We finalized the presentation 20 minutes before our keynote. This isn’t to say we left it at the last minute. But on the way to the venue in the morning, we came up with an idea for an additional topic that we really wanted to include.
It’s important to leave some breathing room in the content. You can always pick up the pace, but it’s harder to slow down when you have a lot of ground to cover during the keynote.
Tell a story
For all types of presentations, but particularly for keynotes, you need to have stories. Lots, and lots of stories. A good way to force yourself to inject stories in a presentation is to do slides like the one above. One quote, simple sentence or phrase – and a picture that adds to it somehow.
Then, you tell a story. Don’t start with “Okay, I will tell you a story..“, rather just go with it. “I visited this customer, and their reception staff had yellow post-it notes with passwords written on them..” works much better.

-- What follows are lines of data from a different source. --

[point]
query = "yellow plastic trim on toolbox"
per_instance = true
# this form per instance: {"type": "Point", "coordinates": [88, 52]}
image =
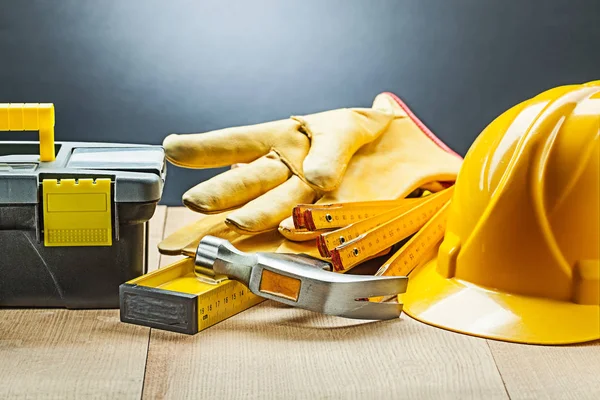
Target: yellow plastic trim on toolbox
{"type": "Point", "coordinates": [77, 213]}
{"type": "Point", "coordinates": [31, 117]}
{"type": "Point", "coordinates": [215, 302]}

Be honest, raw, and perhaps include a nice joke or insight there as well. I’m consciously using direct, or frank analogies at times. I try to tread on the safe side, but I take calculated risks, too. It makes me a bit more vulnerable, and I feel the audience feels that too, and it’s thus more honest, and real.
We had a lot of stories in our keynote today. I cannot recite them all anymore, as we typically come up with those in the spot. Perhaps some you’ve planned ahead, but mostly they’re nice and fitting wrappers for the message you’re trying to convey.
Have a MacGuffin
A MacGuffin is an object or a device that helps you move the plot forward and build up motivation for the topic. This is frequently used in movies. I use a MacGuffin quite often, and we used one today, too.

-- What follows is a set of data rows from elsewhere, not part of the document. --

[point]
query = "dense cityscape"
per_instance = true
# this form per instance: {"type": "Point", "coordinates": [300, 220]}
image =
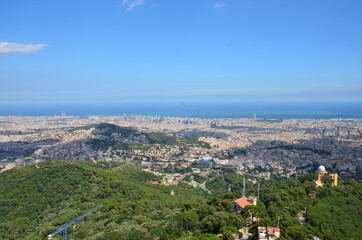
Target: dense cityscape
{"type": "Point", "coordinates": [264, 147]}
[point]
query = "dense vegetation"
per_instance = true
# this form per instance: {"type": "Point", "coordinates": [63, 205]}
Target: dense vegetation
{"type": "Point", "coordinates": [36, 200]}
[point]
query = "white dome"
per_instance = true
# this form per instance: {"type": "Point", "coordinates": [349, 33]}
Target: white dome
{"type": "Point", "coordinates": [321, 168]}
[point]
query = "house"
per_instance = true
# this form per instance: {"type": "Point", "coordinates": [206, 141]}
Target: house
{"type": "Point", "coordinates": [268, 233]}
{"type": "Point", "coordinates": [241, 203]}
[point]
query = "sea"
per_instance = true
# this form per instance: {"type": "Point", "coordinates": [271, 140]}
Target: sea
{"type": "Point", "coordinates": [261, 110]}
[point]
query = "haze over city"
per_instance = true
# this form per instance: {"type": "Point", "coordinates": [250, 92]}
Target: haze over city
{"type": "Point", "coordinates": [169, 51]}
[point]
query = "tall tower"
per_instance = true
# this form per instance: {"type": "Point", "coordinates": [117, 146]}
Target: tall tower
{"type": "Point", "coordinates": [244, 191]}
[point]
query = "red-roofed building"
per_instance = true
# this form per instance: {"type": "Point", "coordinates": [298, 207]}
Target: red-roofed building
{"type": "Point", "coordinates": [268, 233]}
{"type": "Point", "coordinates": [241, 203]}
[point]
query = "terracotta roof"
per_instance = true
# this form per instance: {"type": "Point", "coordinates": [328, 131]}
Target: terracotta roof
{"type": "Point", "coordinates": [242, 202]}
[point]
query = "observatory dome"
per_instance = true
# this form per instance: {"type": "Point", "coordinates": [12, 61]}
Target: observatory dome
{"type": "Point", "coordinates": [321, 168]}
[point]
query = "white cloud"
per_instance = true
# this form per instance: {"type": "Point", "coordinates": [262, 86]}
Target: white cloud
{"type": "Point", "coordinates": [131, 4]}
{"type": "Point", "coordinates": [219, 5]}
{"type": "Point", "coordinates": [6, 47]}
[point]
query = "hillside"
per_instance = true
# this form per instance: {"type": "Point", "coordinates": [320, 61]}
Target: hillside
{"type": "Point", "coordinates": [36, 200]}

Our MacGuffin was a USB stick, that looks like a solid small gold bar. It’s a gift from a friend in my class at school, and I simply love it! We had the gold bar-looking USB stick on the floor, and it was filled with ransomware, malware and other malicious bits and bytes. It helped us move forward, and it was something everyone can relate to. It’s also fun!

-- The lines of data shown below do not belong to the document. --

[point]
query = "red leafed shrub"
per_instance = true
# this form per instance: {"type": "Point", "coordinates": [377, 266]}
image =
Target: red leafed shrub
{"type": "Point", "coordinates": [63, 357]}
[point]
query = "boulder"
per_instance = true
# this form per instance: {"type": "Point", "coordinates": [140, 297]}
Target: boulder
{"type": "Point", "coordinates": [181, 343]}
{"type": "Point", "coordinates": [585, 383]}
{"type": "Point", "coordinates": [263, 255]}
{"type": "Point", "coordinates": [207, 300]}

Rehearse, but not too much
A few people approached us after the keynote and asked how much we rehearsed and synchronized our thinking before delivering it.
I’m letting you in on a secret now – we spent 20 to 30 minutes in the morning running through the slides and demos, and agreeing on how we do the delivery. Perhaps it comes with practice and experience, yet it was also very ad hoc and let’s go where we feel is best at the time. This is important. Don’t over-rehearse. It makes it feel fake, and not natural.
It helps we’ve known each other for years, but before this, I don’t think we’ve co-presented, ever. Everyone has their own style and methods of delivering a great session, so it requires some adjusting at first.
It’s important to give room for the other presenter during your show. As we say in Finland, don’t dominate the airspace. But you also need to react quickly, when you’re given space. The context-switching between presenters has to work in unison, and it must be kept fluid.
I wanted to open up our thinking, the process, and planning for this keynote. I learned – once again – many valuable insights on working with Maarten, and I felt our presentation was received greatly, partly because we enjoyed this opportunity so much.
I’ve also found that over the years of presenting at dozens of conferences and events worldwide, I’ve built a framework that seems to work very well in planning and crafting the content, and then delivering a solid presentation. I hope these little insights are helpful for anyone out there thinking of speaking and presenting more in the future!